Technische Universität München

The Entrepreneurial University

 
Os canabinóides exercem os seus efeitos através da activação de dois receptores específicos, situados na superfície das células-alvo. As provas recentes sugerem que múltiplos ligandos endocanabinóides também podem ter um papel importante na manutenção e regulação de gravidez precoce e fertilidade. Além disso, os endocanabinóides estão envolvidos no controlo pituitário anterior e hipotalámico das hormonas sexuais. A marijuana, tetrahidrocanabinol (THC) e outros canabinóides exógenos exercem fortes efeitos nesta homeostase.

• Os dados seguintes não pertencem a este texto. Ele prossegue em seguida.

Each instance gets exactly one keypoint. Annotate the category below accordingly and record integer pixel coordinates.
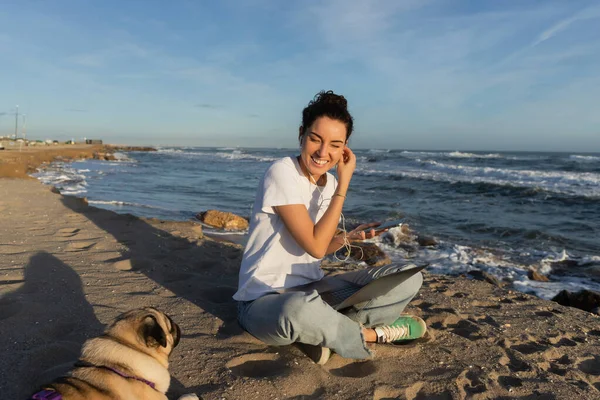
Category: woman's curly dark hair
(327, 104)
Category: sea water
(499, 212)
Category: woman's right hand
(346, 165)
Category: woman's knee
(302, 308)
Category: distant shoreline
(20, 161)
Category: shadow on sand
(206, 274)
(43, 325)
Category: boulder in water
(586, 300)
(223, 220)
(534, 275)
(370, 253)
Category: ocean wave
(506, 265)
(459, 154)
(586, 159)
(122, 157)
(122, 203)
(584, 184)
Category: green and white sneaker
(404, 328)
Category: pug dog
(128, 362)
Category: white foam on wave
(586, 184)
(123, 157)
(121, 203)
(454, 259)
(68, 180)
(240, 155)
(585, 159)
(459, 154)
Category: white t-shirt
(273, 259)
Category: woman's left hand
(362, 232)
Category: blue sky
(418, 74)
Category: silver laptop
(351, 288)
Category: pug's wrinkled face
(146, 328)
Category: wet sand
(66, 269)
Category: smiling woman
(293, 226)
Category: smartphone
(385, 225)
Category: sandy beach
(67, 269)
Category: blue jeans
(282, 319)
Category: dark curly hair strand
(327, 104)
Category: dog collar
(116, 371)
(47, 394)
(124, 375)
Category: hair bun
(329, 98)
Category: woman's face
(322, 145)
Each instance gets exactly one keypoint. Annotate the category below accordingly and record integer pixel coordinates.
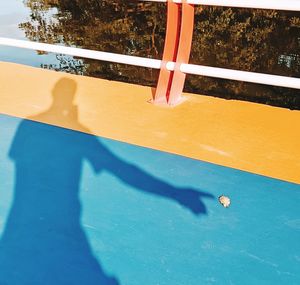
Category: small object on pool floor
(225, 201)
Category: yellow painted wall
(247, 136)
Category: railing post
(170, 52)
(178, 41)
(183, 54)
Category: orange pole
(183, 55)
(170, 53)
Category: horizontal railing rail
(178, 37)
(224, 73)
(289, 5)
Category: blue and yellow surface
(98, 186)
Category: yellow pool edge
(247, 136)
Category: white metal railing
(216, 72)
(290, 5)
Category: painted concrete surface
(251, 137)
(81, 209)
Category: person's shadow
(43, 242)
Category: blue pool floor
(79, 209)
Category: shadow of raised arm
(134, 176)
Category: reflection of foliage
(242, 39)
(67, 64)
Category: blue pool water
(80, 209)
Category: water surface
(245, 39)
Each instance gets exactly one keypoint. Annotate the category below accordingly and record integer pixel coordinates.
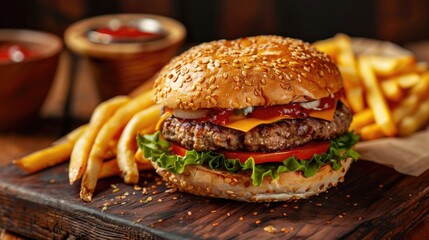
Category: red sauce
(14, 53)
(127, 32)
(294, 110)
(223, 116)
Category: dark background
(400, 21)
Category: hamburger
(255, 119)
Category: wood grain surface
(374, 202)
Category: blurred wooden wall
(399, 21)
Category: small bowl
(26, 81)
(121, 64)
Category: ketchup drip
(127, 32)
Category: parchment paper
(407, 155)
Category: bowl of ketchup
(124, 51)
(28, 63)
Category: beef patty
(281, 135)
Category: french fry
(391, 90)
(141, 161)
(144, 121)
(110, 168)
(362, 119)
(405, 108)
(421, 89)
(370, 132)
(52, 155)
(407, 80)
(375, 99)
(82, 148)
(389, 65)
(111, 128)
(352, 85)
(416, 121)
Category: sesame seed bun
(203, 181)
(253, 71)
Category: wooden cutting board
(374, 202)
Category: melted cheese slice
(162, 119)
(246, 124)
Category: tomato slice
(303, 153)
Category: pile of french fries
(387, 91)
(104, 147)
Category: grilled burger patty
(282, 135)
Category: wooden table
(373, 202)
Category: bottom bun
(203, 181)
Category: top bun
(253, 71)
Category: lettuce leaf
(158, 150)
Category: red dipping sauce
(14, 53)
(127, 32)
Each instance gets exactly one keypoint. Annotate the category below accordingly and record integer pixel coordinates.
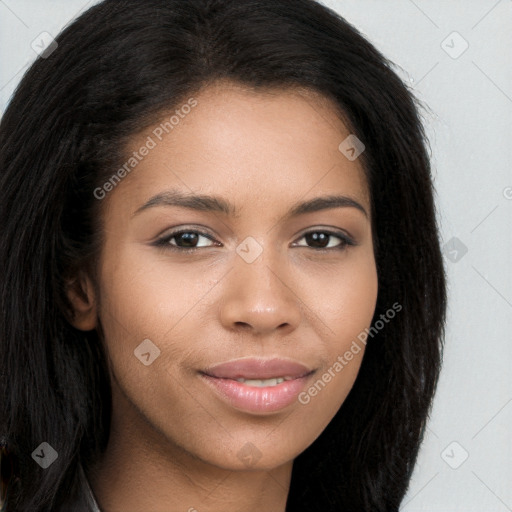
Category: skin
(174, 442)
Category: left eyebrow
(218, 204)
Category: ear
(82, 296)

Em homens, fumar cannabis diminui as concentrações séricas de LH. Em alguns estudos, a utilização crónica de marijuana apresentou-se como estando associada a níveis plasmáticos diminuídos de testosterona, porém outros estudos falharam na reprodução destas descobertas. Tem sido observada de um modo mais consistente a contagem reduzida de esperma nos homens.
Em mulheres, a administração aguda de THC suprime a secreção de LH na fase luteal. Em utilizadores crónicos, diminui os ciclos menstruais, o efeito é predominantemente uma fase luteal curta que produz irregularidades menstrual e falta de ovulação. Alguns dados sugerem que a diminuição da libertação do GnRH hipotalámico na pituitária é responsável pelo nível suprimido de LH. O possível mecanismo deste efeito de THC é a modulação dos sistemas neuronais, conhecidos por inibir a secreção de GnRH.
Vários estudos experimentais e clínicos mostraram efeitos adversos da exposição a marijuana no desenvolvimento embrionário e no início da gravidez. Nas mulheres, a utilização de cannabis durante a gravidez está relacionada com peso baixo à nascença, prematuridade, atraso de crescimento intra-uterino, presença de anomalias congénitas e morte perinatal.